Quite the reverse. More urban workers took part in the revolution than in the countryside. So while it is true that collectivisation was extensive in rural areas, the revolution also made its mark in urban areas and in industry.

In total, the "regions most affected" by collectivisation "were Catalonia and Aragon, were about 70 per cent of the workforce was involved. The total for the whole of Republican territory was nearly 800,000 on the land and a little more than a million in industry. In Barcelona workers' committees took over all the services, the oil monopoly, the shipping companies, heavy engineering firms such as Volcano, the Ford motor company, chemical companies, the textile industry and a host of smaller enterprises. . . Services such as water, gas and electricity were working under new management within hours of the storming of the Atarazanas barracks . . .a conversion of appropriate factories to war production meant that metallurgical concerns had started to produce armed cars by 22 July . . . The industrial workers of Catalonia were the most skilled in Spain . . . One of the most impressive feats of those early days was the resurrection of the public transport system at a time when the streets were still littered and barricaded." Five days after the fighting had stopped, 700 tramcars rather than the usual 600, all painted in the colours of the CNT-FAI were operating in Barcelona. [Antony Beevor, The Spanish Civil War, pp. 91-2]

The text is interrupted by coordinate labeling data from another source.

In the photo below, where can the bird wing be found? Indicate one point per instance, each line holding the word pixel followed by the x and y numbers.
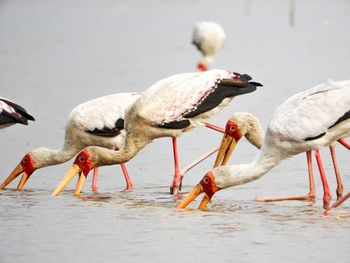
pixel 11 113
pixel 187 95
pixel 103 116
pixel 308 115
pixel 17 112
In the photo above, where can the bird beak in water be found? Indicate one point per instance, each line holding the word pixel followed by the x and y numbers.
pixel 13 175
pixel 74 170
pixel 206 186
pixel 228 144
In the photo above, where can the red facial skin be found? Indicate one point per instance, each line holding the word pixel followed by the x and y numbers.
pixel 28 165
pixel 83 161
pixel 232 130
pixel 201 67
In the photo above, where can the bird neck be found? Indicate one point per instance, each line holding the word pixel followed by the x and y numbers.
pixel 227 176
pixel 256 136
pixel 46 157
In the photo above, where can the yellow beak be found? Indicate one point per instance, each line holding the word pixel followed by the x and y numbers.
pixel 74 170
pixel 196 191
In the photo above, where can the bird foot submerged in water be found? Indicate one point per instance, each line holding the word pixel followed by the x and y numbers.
pixel 175 188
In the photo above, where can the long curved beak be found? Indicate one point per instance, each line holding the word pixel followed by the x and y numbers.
pixel 196 191
pixel 206 186
pixel 13 175
pixel 228 144
pixel 74 170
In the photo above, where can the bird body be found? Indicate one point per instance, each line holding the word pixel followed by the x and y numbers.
pixel 11 113
pixel 208 37
pixel 96 122
pixel 307 121
pixel 167 109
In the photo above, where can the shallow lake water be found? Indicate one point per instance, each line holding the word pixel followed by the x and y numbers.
pixel 57 54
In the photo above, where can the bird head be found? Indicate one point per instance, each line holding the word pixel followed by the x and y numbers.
pixel 81 166
pixel 26 166
pixel 208 185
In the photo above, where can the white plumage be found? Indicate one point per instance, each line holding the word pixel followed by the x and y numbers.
pixel 167 109
pixel 183 94
pixel 91 123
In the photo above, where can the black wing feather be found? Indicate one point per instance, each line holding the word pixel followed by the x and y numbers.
pixel 109 132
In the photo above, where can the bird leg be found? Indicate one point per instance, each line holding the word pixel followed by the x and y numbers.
pixel 94 180
pixel 337 173
pixel 327 194
pixel 308 197
pixel 129 185
pixel 347 196
pixel 176 185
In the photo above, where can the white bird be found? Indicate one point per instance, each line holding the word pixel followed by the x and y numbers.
pixel 11 113
pixel 96 122
pixel 208 37
pixel 167 109
pixel 307 121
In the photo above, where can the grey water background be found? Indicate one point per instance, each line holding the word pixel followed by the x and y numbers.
pixel 57 54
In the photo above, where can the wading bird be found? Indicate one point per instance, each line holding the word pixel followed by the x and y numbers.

About 75% of Spanish industry was concentrated in Catalonia, the stronghold of the anarchist labour movement, and widespread collectivisation of factories took place there. However, collectivisation was not limited to Catalonia and took place all across urban as well as rural Republican Spain. As Sam Dolgoff rightly observes, "[t]his refutes decisively the allegation that anarchist organisational principles are not applicable to industrial areas, and if at all, only in primitive agrarian societies or in isolated experimental communities." [The Anarchist Collectives, pp. 7-8]

There had been a long tradition of peasant collectivism in the Iberian Peninsula, as there was among the Berbers and in the ancient Russian mir. The historians Costa and Reparaz maintain that a great many Iberian collectives can be traced to "a form of rural libertarian-communism [which] existed in the Iberian Peninsula before the Roman invasion. Not even five centuries of oppression by Catholic kings, the State and the Church have been able to eradicate the spontaneous tendency to establish libertarian communistic communities." [cited, Op. Cit., p. 20] So it is not surprising that there were collectives in the countryside.

According to Augustin Souchy, "[i]t is no simple matter to collectivise and place on firm foundations an industry employing almost a quarter of a million textile workers in scores of factories scattered in numerous cities. But the Barcelona syndicalist textile union accomplished this feat in a short time. It was a tremendously significant experiment. The dictatorship of the bosses was toppled, and wages, working conditions and production were determined by the workers and their elected delegates. All functionaries had to carry out the instructions of the membership and report back directly to the men on the job and union meetings. The collectivisation of the textile industry shatters once and for all the legend that the workers are incapable of administrating a great and complex corporation" [cited, Op. Cit., p. 94].

Moreover, Spain in the 1930s was not a "backward, peasant country," as is sometimes supposed. Between 1910 and 1930, the industrial working class more than doubled to over 2,500,000. This represented just over 26% of the working population (compared to 16% twenty years previously). In 1930, 45 per cent of the working population were engaged in agriculture. [Ronald Fraser, The Blood of Spain, p. 38] In Catalonia alone, 200,000 workers were employed in the textile industry and 70,000 in metal-working and machinery manufacturing. This was very different than the situation in Russia at the end of World War I, where the urban working class made up only 10% of the population.

Capitalist social relations had also penetrated agriculture much more thoroughly than in "backward, underdeveloped" countries by the 1930s. In Russia at the end of World War I, for example, agriculture mostly consisted of small farms on which peasant families worked mainly for their own subsistence, bartering or selling their surplus. In Spain, however, agriculture was oriented to the world market and by the 1930s approximately 90% of farm land was in the hands of the bourgeoisie. [Fraser, Op. Cit., p. 37] Spanish agribusiness also employed large numbers of labourers who did not own enough land to support themselves. The revolutionary labour movement in the Spanish countryside in the 1930s was precisely based on this large population of rural wage-earners (the socialist UGT land workers union had 451,000 members in 1933, 40% of its total membership, for example).

Therefore the Spanish Revolution cannot be dismissed as a product a of pre-industrial society. The urban collectivisations occurred predominately in the most heavily industrialised part of Spain and indicate that anarchist ideas are applicable to modern societies (indeed, the CNT organised most of the unionised urban working class). By 1936 agriculture itself was predominately capitalist (with 2% of the population owning 67% of the land). The revolution in Spain was the work (mostly) of rural and urban wage labourers (joined with poor peasants) fighting a well developed capitalist system.

Therefore, the anarchist revolution in Spain has many lessons for revolutionaries in developed capitalist countries and cannot be dismissed as a product of industrial backwardness.